Over the next two weeks, Voorhees will amend its cannabis ordinance and specify which types of cannabis businesses can go into different areas of town.

Classes of NJ's recreational-cannabis businesses

Class 1 Cultivator Grow recreational-use cannabis
Class 2 Manufacturer Produce recreational-use cannabis
Class 3 Wholesaler Store, sell or otherwise transfer, recreational-use cannabis items between cannabis cultivators, wholesalers or retailers
Class 4 Distributor Transport cannabis items in bulk between cannabis cultivators, manufacturers, or retailers within the state of New Jersey
Class 5 Retailer Purchase recreational-use cannabis from licensed cultivators, manufacturers, or wholesalers and sell those items to consumers in a retail store
Class 6 Delivery Transport a consumer’s purchases of recreational use cannabis and related supplies from the retailer to that consumer
Conditional license Begin building out operations for the cultivation, manufacture, dispensing, wholesale, distribution, or delivery of recreational use cannabis while working towards meeting the requirements for a cannabis cultivator, manufacturer, dispensary, wholesaler, distributor, or delivery license
SOURCE: New Jersey Cannabis Regulatory Commission. nj.gov/cannabis/

Other South Jersey communities are working with requests for endorsements for businesses that want to secure a state license, while still others are considering zoning applications from companies that want to establish large indoor growing centers.
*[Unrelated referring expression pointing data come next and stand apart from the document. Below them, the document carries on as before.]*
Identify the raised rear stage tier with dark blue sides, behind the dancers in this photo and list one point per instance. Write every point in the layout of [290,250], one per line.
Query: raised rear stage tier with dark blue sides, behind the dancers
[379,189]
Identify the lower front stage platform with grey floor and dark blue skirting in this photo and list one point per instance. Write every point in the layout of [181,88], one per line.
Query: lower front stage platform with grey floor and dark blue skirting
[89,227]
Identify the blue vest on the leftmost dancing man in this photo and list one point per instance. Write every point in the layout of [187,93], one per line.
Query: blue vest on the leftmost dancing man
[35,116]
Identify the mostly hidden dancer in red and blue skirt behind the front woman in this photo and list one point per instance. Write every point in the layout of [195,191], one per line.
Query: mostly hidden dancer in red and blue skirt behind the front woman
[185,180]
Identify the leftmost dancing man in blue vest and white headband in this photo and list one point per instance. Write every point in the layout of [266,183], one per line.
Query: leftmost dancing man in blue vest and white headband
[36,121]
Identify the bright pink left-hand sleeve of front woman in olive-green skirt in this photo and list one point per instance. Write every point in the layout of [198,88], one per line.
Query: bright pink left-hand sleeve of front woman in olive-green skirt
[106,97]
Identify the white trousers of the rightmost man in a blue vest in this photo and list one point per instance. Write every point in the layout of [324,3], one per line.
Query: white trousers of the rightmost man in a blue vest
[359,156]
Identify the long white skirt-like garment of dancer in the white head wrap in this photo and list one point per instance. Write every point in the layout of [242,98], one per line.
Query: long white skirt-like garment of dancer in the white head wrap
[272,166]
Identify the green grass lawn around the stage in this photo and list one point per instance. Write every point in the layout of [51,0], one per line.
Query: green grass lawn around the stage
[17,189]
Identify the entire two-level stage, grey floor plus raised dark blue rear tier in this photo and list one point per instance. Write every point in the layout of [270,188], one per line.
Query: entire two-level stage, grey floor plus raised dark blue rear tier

The state has not limited the number of cannabis business licenses available, but only 37 Class 1 Cultivators (growers) licenses will be awarded before late February 2023. In their local ordinances, many municipalities have limited the number of different types of businesses permitted in their communities and in some cases are not allowing some classes, such as retailers or cultivators.
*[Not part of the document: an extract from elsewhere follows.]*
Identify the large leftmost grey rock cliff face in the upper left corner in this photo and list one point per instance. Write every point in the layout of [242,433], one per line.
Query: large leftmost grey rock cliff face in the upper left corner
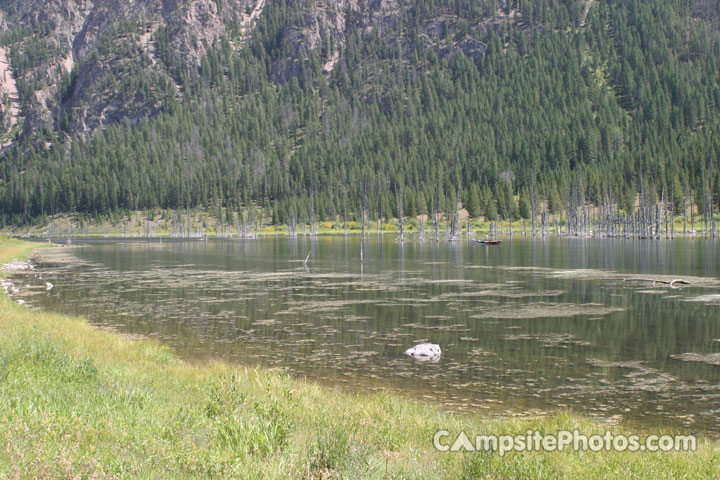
[68,58]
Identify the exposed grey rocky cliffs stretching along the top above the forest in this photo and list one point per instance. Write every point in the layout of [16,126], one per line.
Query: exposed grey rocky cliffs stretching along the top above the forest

In Winslow, the zoning board in August approved a 250,000-square-foot recreational and medical marijuana-growing facility on South Egg Harbor Road. It will need a state license.
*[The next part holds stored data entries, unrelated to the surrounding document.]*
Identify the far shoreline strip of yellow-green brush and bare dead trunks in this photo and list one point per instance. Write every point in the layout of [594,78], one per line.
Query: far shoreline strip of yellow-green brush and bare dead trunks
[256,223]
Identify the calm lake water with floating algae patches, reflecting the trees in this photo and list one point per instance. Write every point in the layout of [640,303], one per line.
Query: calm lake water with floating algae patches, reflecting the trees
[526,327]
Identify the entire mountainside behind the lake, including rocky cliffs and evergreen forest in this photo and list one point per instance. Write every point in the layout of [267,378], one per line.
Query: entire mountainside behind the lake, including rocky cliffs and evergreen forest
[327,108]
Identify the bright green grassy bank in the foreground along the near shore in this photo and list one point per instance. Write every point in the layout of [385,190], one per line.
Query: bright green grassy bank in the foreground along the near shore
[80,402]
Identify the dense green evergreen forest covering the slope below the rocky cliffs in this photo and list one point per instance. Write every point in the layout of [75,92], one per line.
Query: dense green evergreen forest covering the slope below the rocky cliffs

» READ MORE: Planned 250,000-square-foot Winslow marijuana growing facility gets local approvals.

Cherry Hill, Medford and Medford Lakes have banned cannabis businesses from operating in their borders. Cherry Hill officials, however, have said they would continue to study opportunities to permit the businesses.

Mount Laurel, Evesham, Voorhees and Moorestown are permitting the businesses.

At stake is a cash infusion for participating municipalities, which can levy up to a 2% tax on the receipts from cannabis sales by retailers, cultivators and manufacturers and a 1% tax on receipts from sales by wholesalers.

In Moorestown, the Township Council on Monday unanimously agreed to provide a letter of support for the application of veterans Joseph Dai and Tanner Travers of Pantheon LLC of Beachwood, Ocean County, to open a cultivation facility in town. The two told Council they formed and own the business and would hire a man who has been cultivating legal cannabis and consulting in Colorado for 10 years.

Pantheon is trying to start out as a grower and, in two to three years, move into manufacturing, they said. If approved, their Class 1 cultivation license would allow them to grow in a maximum 10,000-square-foot space, although they would start with only 5,000 square feet, they said.

The goal is to hire disabled veterans, minorities and women, Dai said, adding that by the second quarter of 2023, the company expects to have 20 to 30 employees. Dai said the cannabis industry suffers from high turnover, so the entrepreneurs will pay workers enough to retain them.

Travers said a location for the operations has not been identified. However, the company owners said they have met resistance from property owners in Moorestown who would not rent or sell to them because they would be in the marijuana business.

They said they were attracted to Moorestown because the Township has an organized plan for cannabis businesses compared to several other municipalities.

In Voorhees, the Township Committee and Planning Board are moving along amendments to the Township's cannabis ordinance as well as an overlay map showing where the cannabis businesses may be conditionally permitted.

The overlay map (below) shows the marijuana retailing area in red, largely along each side of Route 73, on parts of Haddonfield-Berlin Road and on Somerdale Road.  Wholesalers, distributors and retailers would be conditionally allowed in the blue areas.